To calculate the black hole mass, they also had to measure the intrinsic speed of the broad-line region, which is the speed at which the region cloud is moving under the influence of the black hole gravity. To do this, they took a high-quality spectrum with the GMOS spectrometer on GEMINI North telescope.
By knowing this number, the speed of the broad-line region, the speed of light and what’s called the gravitational constant, or a measure of gravitational force, the astronomers were able to determine that the black hole’s mass was about 10,000 times the mass of the sun, which is about 40 times lighter than previously thought.
This is also the smallest black hole found via reverberation mapping.
“This regime of dwarf galaxies is largely unexplored when it comes to the properties of their nuclear black holes,” said UM astronomer Elena Gallo. “We don’t even know if every galaxy has a black hole. This adds a new member to the family of black holes we have information about.”
This information also could help astronomers understand how much larger black holes shape the galaxies they occupy.
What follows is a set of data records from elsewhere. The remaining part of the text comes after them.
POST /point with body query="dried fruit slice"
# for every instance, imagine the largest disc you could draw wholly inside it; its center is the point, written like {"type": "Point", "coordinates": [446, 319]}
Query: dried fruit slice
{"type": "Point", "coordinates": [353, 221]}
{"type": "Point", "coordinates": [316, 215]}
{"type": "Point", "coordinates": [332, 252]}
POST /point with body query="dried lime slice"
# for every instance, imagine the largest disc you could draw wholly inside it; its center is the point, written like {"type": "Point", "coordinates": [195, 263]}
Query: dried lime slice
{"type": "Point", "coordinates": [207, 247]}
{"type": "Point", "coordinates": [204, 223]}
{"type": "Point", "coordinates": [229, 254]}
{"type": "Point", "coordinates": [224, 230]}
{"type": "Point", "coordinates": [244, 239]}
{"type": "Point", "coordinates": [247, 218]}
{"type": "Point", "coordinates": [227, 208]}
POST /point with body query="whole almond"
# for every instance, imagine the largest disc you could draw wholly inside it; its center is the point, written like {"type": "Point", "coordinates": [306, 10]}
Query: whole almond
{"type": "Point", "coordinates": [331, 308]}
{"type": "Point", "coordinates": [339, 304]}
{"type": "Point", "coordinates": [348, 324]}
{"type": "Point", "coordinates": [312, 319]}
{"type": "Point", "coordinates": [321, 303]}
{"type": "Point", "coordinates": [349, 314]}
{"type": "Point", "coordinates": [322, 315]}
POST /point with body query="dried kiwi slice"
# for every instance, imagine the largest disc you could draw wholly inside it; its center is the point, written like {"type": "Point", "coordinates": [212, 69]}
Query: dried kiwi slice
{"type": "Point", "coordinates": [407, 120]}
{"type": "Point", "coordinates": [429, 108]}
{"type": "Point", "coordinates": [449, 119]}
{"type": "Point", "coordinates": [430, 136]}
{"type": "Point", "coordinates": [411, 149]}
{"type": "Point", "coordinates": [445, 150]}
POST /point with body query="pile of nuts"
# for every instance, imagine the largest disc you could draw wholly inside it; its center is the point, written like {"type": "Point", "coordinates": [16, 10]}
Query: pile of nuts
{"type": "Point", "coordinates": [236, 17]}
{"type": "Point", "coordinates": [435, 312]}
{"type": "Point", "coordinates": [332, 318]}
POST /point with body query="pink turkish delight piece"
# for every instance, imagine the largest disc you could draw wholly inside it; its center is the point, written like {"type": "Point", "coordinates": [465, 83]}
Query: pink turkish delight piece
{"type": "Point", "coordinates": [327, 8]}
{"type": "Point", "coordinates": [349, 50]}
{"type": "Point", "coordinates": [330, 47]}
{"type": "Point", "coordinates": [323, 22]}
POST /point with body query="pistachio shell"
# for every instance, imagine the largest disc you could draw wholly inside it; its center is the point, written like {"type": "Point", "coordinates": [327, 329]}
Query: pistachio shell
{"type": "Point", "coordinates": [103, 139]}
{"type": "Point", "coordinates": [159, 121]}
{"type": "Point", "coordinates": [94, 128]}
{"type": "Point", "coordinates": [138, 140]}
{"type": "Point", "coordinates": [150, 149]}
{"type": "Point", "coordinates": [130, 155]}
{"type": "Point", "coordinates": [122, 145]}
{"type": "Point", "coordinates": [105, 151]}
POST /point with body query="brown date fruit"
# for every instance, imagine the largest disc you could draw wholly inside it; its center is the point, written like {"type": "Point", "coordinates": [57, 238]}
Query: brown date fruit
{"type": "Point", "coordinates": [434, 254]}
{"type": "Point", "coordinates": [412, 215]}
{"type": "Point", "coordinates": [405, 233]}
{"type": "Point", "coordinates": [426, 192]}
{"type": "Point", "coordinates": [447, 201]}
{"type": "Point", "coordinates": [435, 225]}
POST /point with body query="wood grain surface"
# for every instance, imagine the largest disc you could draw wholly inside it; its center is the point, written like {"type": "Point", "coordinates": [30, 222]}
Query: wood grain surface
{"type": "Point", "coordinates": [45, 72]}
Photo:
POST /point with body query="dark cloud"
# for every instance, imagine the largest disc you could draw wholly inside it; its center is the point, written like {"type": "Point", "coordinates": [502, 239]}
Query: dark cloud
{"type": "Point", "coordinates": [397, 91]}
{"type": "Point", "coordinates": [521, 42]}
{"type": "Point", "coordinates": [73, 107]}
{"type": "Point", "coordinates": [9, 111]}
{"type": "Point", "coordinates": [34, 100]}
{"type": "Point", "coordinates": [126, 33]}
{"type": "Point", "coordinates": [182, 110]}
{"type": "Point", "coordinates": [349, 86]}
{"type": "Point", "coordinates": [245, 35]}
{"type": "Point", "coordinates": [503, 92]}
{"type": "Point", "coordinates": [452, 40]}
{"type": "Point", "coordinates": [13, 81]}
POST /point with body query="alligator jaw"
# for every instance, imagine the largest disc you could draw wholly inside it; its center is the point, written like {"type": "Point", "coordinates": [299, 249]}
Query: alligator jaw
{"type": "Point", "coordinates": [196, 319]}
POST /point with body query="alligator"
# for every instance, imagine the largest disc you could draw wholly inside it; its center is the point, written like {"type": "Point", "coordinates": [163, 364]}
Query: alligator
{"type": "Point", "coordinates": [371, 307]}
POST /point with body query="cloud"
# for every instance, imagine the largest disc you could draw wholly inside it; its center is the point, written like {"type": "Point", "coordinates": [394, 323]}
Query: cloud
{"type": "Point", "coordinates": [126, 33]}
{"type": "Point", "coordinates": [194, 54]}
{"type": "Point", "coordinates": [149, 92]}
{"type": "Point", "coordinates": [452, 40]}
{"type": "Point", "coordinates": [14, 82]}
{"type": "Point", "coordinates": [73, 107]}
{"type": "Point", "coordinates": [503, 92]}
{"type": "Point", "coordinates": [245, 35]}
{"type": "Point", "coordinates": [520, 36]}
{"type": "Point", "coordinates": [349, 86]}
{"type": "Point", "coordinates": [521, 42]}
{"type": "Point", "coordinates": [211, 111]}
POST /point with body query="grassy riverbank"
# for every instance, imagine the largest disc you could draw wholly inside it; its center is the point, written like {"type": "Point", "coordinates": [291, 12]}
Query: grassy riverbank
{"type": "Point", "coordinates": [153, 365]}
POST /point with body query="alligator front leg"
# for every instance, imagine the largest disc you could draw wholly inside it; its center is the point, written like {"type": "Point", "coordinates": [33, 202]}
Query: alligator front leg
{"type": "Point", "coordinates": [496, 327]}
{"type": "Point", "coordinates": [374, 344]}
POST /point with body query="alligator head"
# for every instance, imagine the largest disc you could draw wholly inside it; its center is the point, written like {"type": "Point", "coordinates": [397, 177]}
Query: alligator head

A field called black hole feedback explores how black holes affect the properties of their host galaxies at much larger scales than their gravitational pull should reach.
Currently, astronomers believe that supermassive black holes sit at the center of every galaxy as massive as or larger than the Milky Way. But they’re also curious about black holes in smaller galaxies such as NGC 4395. Knowing the mass of the black hole at the center of NGC 4395 and being able to measure it accurately can help astronomers apply these techniques to other black holes.
The findings have been published in the journal Nature Astronomy.